Nada que informar en Zempoala

octubre 3rd, 2017 | by Redaccion

POR: Daniel Pineda

El Primer Informe de Gobierno en el municipio de Zempoala – hecho a puerta cerrada -, es sólo una colección de buenas intenciones que jamás han llegado a concretarse debido a un alcalde deslucido y hasta agotado por presiones tanto externas como internas de un mandato que adolece de un rumbo claro.

Este Gobierno del empresario Héctor Meneses Arrieta, ha venido a menos; de grandes expectativas de quien esgrimía conocer el municipio y tener grandes planes para transformarlo,  se ha reducido a una desdibujada burocracia juvenil que en su inexperiencia lleva su pecado. Más aún, ha transitado en este año de la ineficiencia a la soberbia con una arrogancia tal que ni los más recalcitrantes conservadores han podido igualar en tan corto lapso.

 El libro del Informe entregado a la Asamblea Municipal sigue en puntos suspensivos, como si se tratara del Plan Municipal de Desarrollo y no, lo que se supone, las acciones, obras y la descripción del arduo servicio público. Meneses Arrieta está quedando a deber por mucho y veamos algunos puntos.

El conflicto de interés. Por ser dueño de un par de firmas dedicadas a la construcción, el edil Héctor Meneses está realizando obra pública en por lo menos 6 municipios, lo que es una irregularidad pues se trata de un funcionario público activo.

Ha sido tal su relación con esos municipios, que hasta los informes de aquellos o el discurso de toma de protesta fue copiado con puntos y comas creyendo que nadie se iba a dar cuenta.

Sin embargo, el peor problema es el que tiene en casa. La creciente inseguridad se ha desbordado de tal suerte que hasta la delincuencia lo ha hecho frente a las narices de la propia alcaldía donde pernocta la Policía Municipal.

Junto al déficit de elementos de seguridad en las calles de cerca del 70 por ciento de acuerdo a las recomendaciones de la ONU, la inoperancia de Laura Salgado Peñafiel, quien fue presentada como la solución a este flagelo, resultó peor pues señalamientos de ineptitud y hasta agresiones son repetidos de parte de la población y de elementos de la misma corporación.

Los fraccionamientos del sur del municipio son prueba clara de ello, pero ya nadie se salva de delitos como el robo, el abigeo y asalto a casa – habitación. No hay cifras, pero sin duda los delitos se han disparado.

La falta de obra pública es evidente. Es la fecha que no se ha realizado ni siquiera una reunión en el seno del Comité para la Planeación del Desarrollo Municipal por evidente falta de recursos.

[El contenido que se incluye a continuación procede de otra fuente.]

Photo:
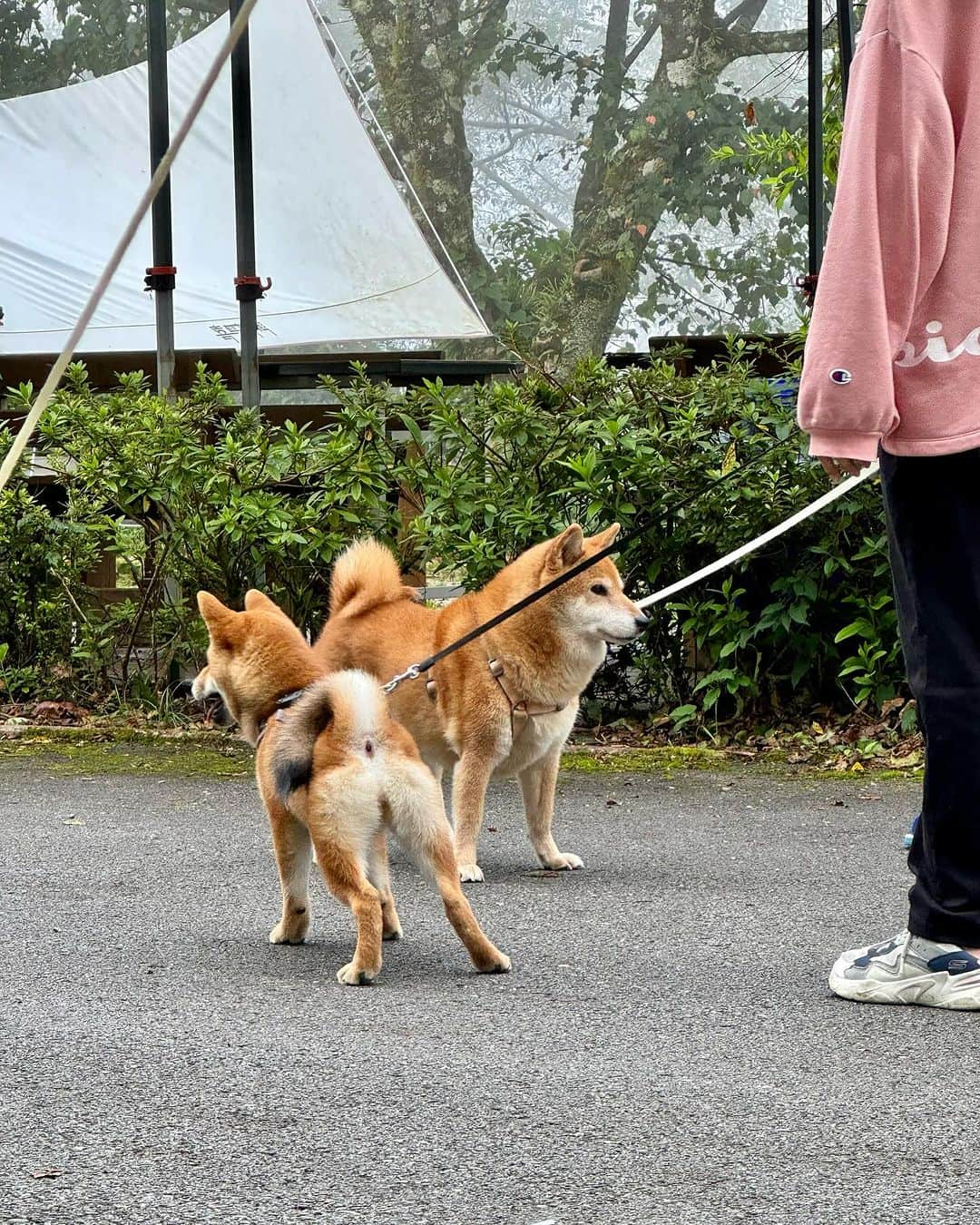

Se quiere disfrazar esto iniciando obras que no requieren más que maquinaria como drenajes o mantenimiento de caminos.

En el peor de los casos, Meneses Arrieta le apuesta a darle pan y circo  al pueblo como lo hizo con la fiesta del municipio del 4 de julio, las fiestas patrias y corridas de toros para adormecer al pueblo mientras gana tiempo y llegan los anhelados recursos.

En verdad que es un desastre el municipio en materia financiera; los recursos han sido recortados al máximo con el costo que ello implica y cientos de ciudadanos reciben un no como respuesta a cada planteamiento que realizan, llegando al hartazgo exacerbado. La racionalización de recursos es un pretexto burdo que pocos se tragan.

 El alcalde “gallito” como le llaman algunos funcionarios a Meneses Arrieta por eso de envalentonarse para todo y no hacer nada en materia de transformación social, es un mote hasta corto para quien ha hundido en la desesperanza y la frivolidad al municipio en tan poco tiempo, creando un saldo del que no se mencionó ni una sola palabra en el Informe.

Lo sucedido en el bulevard San Alfonso que da acceso a fraccionamientos como La Joya, Los Ciruelos, La Emeralda, Rinconadas de San Alfonso, Santa Matilde y muchos más, y  cuya obra duró menos de una semana antes de ser levantada la carpeta y vuelta a colocar, es la prueba fehaciente de lo que está sucediendo en todos los rubros en el municipio, que demerita cualquier discurso por suntuoso y hasta progresista que pueda enarbolar. La realidad supera a las palabras.